The maximum possible set of operations on knowledge includes the ability to add and remove logical entities from the available knowledge set, add and remove relationships between entities, and corresponding operations on entity attributes.
We will compare the possibilities for the most famous and used implementations:
a natural way realized in humans and animals
knowledge representation systems based on a fixed set of rules
neural networks with an invariable graph of the structure of connections
semantic variable structure graphs
storing knowledge in the form of natural language texts
hybrid systems including components of the types listed above
Potential intelligence capabilities include:
adaptation to changing environmental conditions
detection and identification of known objects/situations
detection and memorization of unknown objects/situations
detection of causation
exchange of information with other systems
The detection of unknown objects/situations and cause-and-effect relationships is de facto the generation of new logical entities and together constitute the essence of self-learning. The ability to exchange is, in turn, a necessary element of learning with an "external teacher".
Human and animals
A person's ability to manipulate personal knowledge includes everything described except for deliberate forgetting. The impossibility of voluntary forgetting results in the asymmetry (well known to psychologists) between the replenishment of knowledge by adding new concepts and connections between them and the correction of knowledge, which requires not only the addition of new concepts/relations but also the forgetting of mutually exclusive statements: after correcting previously acquired knowledge, logically contradictory statements coexist for some time. It, however, does not prevent the implementation of all the listed intellectual capabilities. The effectiveness of the realization of intellectual abilities, naturally, is the highest in humans, but to one degree or another, these capabilities are present in animals.
Systems based on a fixed set of rules
The impossibility of changing the rules eliminates the memorization of new entities and relationships while allowing the ability to recognize known objects/situations and adapt.

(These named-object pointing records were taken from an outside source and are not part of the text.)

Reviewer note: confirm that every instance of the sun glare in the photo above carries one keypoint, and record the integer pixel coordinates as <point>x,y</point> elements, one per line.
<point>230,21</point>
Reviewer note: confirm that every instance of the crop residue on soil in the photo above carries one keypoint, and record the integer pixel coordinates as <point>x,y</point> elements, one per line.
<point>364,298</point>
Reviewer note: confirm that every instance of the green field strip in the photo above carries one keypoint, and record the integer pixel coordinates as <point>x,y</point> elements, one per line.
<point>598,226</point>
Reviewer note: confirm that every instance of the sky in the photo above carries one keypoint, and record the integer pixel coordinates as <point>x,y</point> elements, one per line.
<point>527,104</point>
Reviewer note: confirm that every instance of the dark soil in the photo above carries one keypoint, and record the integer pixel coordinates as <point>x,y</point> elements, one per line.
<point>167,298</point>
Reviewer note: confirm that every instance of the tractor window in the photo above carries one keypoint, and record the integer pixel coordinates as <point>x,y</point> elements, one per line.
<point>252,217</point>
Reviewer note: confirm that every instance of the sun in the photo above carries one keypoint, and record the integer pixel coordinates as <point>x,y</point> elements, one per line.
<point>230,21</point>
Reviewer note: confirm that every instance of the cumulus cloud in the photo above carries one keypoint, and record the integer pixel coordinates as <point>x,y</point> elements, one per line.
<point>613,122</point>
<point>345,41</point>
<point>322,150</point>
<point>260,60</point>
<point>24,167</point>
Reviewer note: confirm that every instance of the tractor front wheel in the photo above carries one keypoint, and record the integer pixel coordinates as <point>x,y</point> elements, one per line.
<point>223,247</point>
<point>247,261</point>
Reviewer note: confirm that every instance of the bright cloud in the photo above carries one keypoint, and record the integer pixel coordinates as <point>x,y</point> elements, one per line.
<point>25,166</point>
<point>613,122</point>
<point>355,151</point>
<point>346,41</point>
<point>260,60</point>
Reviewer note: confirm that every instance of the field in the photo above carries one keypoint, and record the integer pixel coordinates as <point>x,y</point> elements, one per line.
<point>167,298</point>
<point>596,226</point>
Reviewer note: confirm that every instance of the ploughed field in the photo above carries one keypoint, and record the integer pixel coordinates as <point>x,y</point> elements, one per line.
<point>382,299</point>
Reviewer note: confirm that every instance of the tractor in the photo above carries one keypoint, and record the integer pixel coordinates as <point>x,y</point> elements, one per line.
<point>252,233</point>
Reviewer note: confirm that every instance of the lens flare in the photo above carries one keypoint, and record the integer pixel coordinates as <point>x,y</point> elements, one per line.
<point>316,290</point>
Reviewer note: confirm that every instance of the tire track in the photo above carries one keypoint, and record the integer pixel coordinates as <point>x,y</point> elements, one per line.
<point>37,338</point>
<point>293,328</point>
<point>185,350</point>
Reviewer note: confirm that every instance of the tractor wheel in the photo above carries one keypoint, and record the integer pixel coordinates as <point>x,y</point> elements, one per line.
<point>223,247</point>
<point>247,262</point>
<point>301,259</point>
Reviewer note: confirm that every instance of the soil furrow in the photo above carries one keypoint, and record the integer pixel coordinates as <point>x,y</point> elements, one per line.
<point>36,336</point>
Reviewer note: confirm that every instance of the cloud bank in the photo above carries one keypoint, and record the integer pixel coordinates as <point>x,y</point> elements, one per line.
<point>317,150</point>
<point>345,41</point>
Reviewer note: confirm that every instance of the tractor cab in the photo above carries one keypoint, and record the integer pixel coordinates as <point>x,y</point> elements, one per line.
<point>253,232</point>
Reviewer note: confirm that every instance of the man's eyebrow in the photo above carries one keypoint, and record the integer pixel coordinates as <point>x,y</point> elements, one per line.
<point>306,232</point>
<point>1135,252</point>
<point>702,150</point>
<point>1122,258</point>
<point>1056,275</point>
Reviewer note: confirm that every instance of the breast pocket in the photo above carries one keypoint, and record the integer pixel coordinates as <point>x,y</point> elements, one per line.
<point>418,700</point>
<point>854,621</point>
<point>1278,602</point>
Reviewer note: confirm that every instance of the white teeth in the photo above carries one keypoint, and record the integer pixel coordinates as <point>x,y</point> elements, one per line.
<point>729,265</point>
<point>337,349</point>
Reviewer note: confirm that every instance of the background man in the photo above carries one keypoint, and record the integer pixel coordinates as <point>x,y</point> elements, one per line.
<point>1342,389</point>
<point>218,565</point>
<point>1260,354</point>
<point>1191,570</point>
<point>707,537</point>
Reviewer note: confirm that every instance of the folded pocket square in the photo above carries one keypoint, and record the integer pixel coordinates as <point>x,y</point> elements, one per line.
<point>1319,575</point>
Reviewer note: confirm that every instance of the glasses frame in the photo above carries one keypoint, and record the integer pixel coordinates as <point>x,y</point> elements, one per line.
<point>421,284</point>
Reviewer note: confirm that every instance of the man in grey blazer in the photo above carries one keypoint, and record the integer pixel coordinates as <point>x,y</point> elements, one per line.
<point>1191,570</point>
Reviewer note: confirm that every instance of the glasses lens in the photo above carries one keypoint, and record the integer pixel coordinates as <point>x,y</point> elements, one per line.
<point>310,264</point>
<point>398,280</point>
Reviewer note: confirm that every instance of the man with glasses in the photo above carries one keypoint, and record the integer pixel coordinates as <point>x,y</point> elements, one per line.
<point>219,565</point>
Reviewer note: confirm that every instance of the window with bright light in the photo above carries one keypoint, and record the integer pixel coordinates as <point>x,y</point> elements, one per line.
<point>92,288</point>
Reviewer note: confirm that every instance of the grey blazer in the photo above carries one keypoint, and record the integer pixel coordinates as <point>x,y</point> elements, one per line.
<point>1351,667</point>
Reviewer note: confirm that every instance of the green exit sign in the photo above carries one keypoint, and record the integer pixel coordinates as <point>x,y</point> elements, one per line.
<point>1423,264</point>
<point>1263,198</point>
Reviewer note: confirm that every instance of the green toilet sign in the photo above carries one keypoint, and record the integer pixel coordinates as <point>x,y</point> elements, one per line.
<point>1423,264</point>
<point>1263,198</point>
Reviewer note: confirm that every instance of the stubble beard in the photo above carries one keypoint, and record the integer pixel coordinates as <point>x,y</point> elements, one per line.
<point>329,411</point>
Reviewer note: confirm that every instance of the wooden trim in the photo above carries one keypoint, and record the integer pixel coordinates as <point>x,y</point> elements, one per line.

Fixed structure neural networks
The structure of a neural network is described by a directed graph, as well as semantic graph structure, but the technique of using the semantic graph is radically different for these two ways of representing knowledge and entails a dramatic difference in capabilities.
In a semantic graph, its vertices represent logical entities - exactly one vertex corresponds to each logical entity. Accordingly, adding/removing an entity means adding/deleting a graph's vertex and changing its structure. Adding/removing logical links is performed by adding/deleting the graph's edges and changing its structure. The data attached at the vertices and edges are used only for naming/indicating entities and setting the values of their attributes; that is, the graph's structure sets the body of knowledge. Thus, logical entities in the representation of knowledge by a semantic graph are addressable, enumerable, and individually changeable.
In a neural network, the structure is assigned by the developer and remains unchanged in the future; knowledge manipulation is reduced to varying the numerical parameters associated with the vertices of the graph (neurons) and the connections between them. Such a representation can be interpreted as a point of a high-dimensional multidimensional space, and the learning process can be interpreted as moving this point. It is impossible to select data related to a specific logical entity or relation in such a distributed representation - the entire set of parameter numbers determines the whole set of "spread" entities and their relationships. Distributed representation has dramatic consequences: any change in one of the numerical parameters potentially affects all concepts and relations "spread" over the network. This is the reason for the laboriousness of forming acceptable parameters by "training" the network, which provides the required response to possible input data: correction of the response to a specific input data set distorts the rest to one degree or another. Distributed knowledge representation, excluding the possibility of selective correction of knowledge by adding/ excluding a concept or a link between concepts, excludes all the listed intellectual capabilities except for detecting known objects.